Una sensación de asco le produce a uno ver cómo el presidente Donald Trump se dedica día tras día a pisotear con gesto adusto y del más profundo desdén todo lo que nos hace humanos.

Asco también ver a su vicepresidente, ese personaje de pelo blanco que permanece mudo siempre detrás, asentir una y otra vez con la cabeza a las continuas barbaridades que salen de la boca de su jefe.

¿Cómo no sentir repugnancia ante esa camarilla de wasps (blancos anglosajones y protestantes) que sonríe mientras Trump se dedica sin el menor pudor a alabarse a sí mismo y a denigrar de paso a cuantos le precedieron?

¿Cómo aguantar, sin descomponerse, esa continua campaña de autobombo, esa interminable sarta de mentiras y de comentarios ofensivos o racistas sobre los inmigrantes?

¿Cómo no indignarse de ver cómo no tuvo Trump el más mínimo reparo en utilizar como rehenes a niños indefensos, tras separarlos por la fuerza de sus padres, para torcer el brazo de los demócratas en el Congreso?

Y sobre todo, ¿cómo es posible tamaña pasividad o impotencia por parte de los demócratas, a quienes sólo parece preocuparles todavía la influencia que los hackers rusos pudieron tener en la derrota de Hillary Clinton?
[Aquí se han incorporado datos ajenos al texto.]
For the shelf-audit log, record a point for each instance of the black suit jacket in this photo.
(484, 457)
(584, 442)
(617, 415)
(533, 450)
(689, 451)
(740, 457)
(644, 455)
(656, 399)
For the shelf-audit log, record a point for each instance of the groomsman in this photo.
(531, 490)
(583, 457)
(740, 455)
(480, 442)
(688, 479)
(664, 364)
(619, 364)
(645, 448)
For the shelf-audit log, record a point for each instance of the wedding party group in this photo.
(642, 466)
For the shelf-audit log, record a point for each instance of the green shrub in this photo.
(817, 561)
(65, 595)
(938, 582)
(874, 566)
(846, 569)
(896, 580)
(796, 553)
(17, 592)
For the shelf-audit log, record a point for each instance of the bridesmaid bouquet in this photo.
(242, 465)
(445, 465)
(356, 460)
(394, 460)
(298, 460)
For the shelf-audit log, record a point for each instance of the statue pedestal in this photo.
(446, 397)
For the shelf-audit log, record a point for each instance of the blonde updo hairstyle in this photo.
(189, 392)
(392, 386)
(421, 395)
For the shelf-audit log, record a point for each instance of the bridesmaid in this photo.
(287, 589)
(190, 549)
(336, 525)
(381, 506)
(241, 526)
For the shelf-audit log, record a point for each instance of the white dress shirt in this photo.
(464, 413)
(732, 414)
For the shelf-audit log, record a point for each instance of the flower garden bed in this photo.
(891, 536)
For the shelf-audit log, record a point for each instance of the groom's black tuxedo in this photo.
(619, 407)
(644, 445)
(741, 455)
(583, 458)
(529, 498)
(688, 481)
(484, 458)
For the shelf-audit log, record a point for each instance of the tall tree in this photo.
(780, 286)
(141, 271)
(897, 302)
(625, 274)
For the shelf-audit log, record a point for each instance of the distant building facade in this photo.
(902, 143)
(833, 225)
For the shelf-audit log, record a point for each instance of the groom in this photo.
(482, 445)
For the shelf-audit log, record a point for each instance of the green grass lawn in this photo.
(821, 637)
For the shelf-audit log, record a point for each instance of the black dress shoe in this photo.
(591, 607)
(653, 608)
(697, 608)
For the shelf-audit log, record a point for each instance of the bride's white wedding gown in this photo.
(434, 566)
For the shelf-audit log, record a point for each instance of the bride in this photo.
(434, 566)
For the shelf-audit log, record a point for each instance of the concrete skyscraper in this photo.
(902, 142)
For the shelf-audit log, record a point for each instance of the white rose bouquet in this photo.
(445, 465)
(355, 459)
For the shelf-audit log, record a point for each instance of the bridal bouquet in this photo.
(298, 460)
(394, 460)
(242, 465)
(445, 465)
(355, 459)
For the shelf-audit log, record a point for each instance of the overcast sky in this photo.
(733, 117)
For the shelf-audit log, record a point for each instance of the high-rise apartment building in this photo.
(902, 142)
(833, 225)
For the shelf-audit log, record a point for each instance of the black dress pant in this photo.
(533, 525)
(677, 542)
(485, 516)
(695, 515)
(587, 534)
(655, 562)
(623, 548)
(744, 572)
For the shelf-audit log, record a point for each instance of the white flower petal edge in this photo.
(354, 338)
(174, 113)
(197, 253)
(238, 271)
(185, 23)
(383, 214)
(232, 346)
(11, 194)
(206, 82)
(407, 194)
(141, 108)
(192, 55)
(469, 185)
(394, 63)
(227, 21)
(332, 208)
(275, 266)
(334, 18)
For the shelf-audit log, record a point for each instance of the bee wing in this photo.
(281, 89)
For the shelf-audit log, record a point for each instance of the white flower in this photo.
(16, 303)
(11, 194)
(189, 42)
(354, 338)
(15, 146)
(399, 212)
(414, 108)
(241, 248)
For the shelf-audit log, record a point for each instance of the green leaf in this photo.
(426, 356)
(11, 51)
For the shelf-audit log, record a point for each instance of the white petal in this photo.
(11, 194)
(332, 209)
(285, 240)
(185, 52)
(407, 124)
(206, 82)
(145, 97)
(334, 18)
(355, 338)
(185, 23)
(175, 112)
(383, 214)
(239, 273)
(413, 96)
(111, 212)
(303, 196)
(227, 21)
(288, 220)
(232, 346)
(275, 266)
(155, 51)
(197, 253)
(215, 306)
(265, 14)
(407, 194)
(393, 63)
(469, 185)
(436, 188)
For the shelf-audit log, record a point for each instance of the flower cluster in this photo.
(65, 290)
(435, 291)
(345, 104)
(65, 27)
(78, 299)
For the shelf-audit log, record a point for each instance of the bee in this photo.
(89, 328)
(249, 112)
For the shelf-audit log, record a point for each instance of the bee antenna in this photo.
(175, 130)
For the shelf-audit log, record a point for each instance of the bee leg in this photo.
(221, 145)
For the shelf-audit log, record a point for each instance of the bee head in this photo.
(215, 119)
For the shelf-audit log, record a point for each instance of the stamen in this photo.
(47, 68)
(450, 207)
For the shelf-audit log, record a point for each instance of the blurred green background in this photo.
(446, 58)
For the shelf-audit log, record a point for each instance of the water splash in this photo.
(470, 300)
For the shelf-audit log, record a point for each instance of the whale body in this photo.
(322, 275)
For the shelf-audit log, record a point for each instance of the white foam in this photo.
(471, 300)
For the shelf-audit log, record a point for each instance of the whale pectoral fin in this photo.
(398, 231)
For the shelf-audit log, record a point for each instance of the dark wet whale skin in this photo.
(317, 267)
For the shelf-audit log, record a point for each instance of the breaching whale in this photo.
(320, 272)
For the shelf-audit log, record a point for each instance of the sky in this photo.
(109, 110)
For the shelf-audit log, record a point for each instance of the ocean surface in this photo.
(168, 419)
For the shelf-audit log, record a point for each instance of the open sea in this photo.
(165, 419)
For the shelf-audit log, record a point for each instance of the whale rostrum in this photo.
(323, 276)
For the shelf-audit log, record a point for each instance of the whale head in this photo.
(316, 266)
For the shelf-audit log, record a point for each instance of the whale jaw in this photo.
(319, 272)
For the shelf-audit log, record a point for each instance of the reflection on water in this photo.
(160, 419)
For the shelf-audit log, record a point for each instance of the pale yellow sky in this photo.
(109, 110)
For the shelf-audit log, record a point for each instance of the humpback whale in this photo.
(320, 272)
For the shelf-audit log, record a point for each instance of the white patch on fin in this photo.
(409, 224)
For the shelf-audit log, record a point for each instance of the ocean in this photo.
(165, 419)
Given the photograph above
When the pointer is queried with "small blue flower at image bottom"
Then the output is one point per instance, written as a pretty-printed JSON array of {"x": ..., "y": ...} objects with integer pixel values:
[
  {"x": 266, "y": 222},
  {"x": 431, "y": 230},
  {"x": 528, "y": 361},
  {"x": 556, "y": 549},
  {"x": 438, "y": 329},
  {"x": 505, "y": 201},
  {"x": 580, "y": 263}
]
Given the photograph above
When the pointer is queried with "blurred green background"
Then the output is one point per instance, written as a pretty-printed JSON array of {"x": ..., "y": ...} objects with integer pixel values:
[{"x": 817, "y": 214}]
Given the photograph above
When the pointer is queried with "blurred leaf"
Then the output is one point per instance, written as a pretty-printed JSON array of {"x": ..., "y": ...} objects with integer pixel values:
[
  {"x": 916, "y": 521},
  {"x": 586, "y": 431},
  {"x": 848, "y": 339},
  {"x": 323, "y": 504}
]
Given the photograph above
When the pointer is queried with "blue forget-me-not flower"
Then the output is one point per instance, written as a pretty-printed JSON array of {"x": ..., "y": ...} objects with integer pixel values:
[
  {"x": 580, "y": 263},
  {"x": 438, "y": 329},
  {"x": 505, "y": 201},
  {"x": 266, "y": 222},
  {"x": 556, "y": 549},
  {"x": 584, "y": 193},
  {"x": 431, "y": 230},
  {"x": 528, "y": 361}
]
¿Cómo no se deciden todos aquellos políticos, demócratas o republicanos, a los que les quede todavía algo de vergüenza, a plantarle de una vez cara a ese ególatra de pelo teñido y decirle que, por mucho que haya sido elegido en las urnas, no puede comportarse como un déspota?

¿O es que no queda ya nadie con algo de coraje en aquel país?